Il faut aussi tirer les enseignements de l’émergence de la liste « Pou Gwadloup an nou ay ». Certes Cédric Cornet apporte une nouvelle fraîcheur de style, mais est-ce suffisant ? Attention au populisme même juvénile. Il est sans doute dépositaire d’un vote protestataire contre une certaine classe politicienne (« menm bèt menm pwèl »), qui dépasse le simple cadre de la jeunesse. Mais voter contre n’est pas suffisant… La classe politique a sans doute besoin d’un aiguillon stimulant mais il serait exagéré de voir en lui le représentant de toute la jeunesse guadeloupéenne. Il a cependant tous les outils pour une belle réussite aux côtés de ses aînés, s’il sait se mettre au travail pour mieux maîtriser l’étendue (et les limites) des compétences et des finances régionales.
Quels défis ?
Le principal défi à relever est d’entrer de plain pied dans une Guadeloupe de développement maîtrisé grâce à des projets… réussis. L’écologie, la formation et l’économie sont bien entendus des champs de la plus haute importance. Mais si la question statutaire est résolue avec l’élection de Victorin Lurel, la question institutionnelle reste ouverte, comme cadre d’un progrès réussi. Le congrès des élus s’était donné 18 mois de réflexion pour travailler à un nouveau contrat social comme base de notre projet de société, ainsi que les nouvelles organisations institutionnelles nous permettant de le faire vivre. Il ne reste plus que 9 mois, pour décider nous-mêmes. On sait que l’Etat est pressé, mais il est important que nous construisions nous-mêmes notre projet sans se laisser imposer son contenu, sa forme ou son calendrier.

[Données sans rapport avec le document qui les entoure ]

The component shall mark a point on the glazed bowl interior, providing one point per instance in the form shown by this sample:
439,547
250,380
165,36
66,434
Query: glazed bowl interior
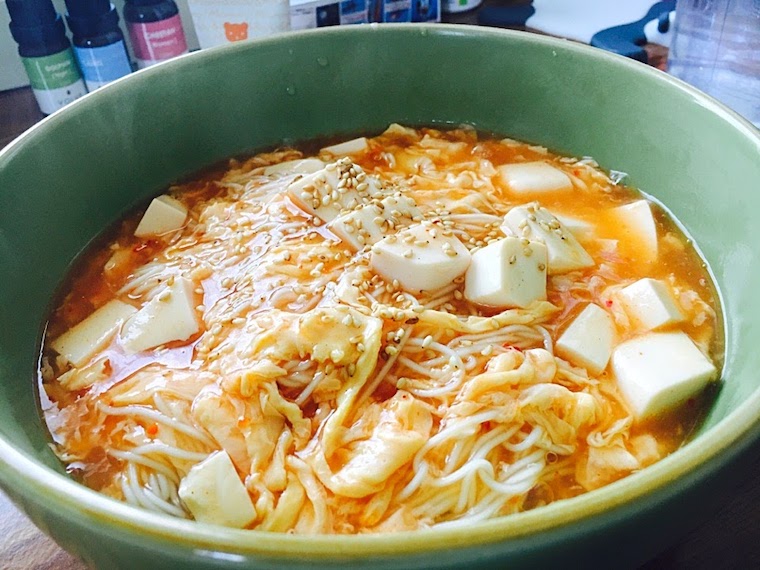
68,178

Quelles que soient nos solutions, il nous faudra les assumer. C’est une véritable culture de la responsabilité que nous avons à promouvoir. La responsabilité des élus, qui doivent appliquer effectivement le programme pour lequel nous les avons élus, et en rendre compte. La responsabilité aussi des candidats perdants, qui doivent accepter le pouvoir des urnes, et l’expression des citoyens. Mais il ne faut pas non plus minimiser la responsabilité des citoyens, et du peuple dans son ensemble. Participer au développement du pays notamment par l’écologie et le développement durable, c’est aussi s’engager à des changements de comportement. Construire, défendre, conforter une réelle démocratie, c’est aussi continuer de refuser les méthodes éculées du clientélisme et du clanisme (les « enveloppes » de la vénalité, les ordres parisiens ou des marionnettistes locaux), et même le « debrouya pa péché », qui assassinent l’intérêt collectif au profit de l’intérêt personnel.
L’avenir est ouvert. L’essentiel est de se mettre au travail, ensemble, dans le respect des différences en même temps que dans le projet partagé.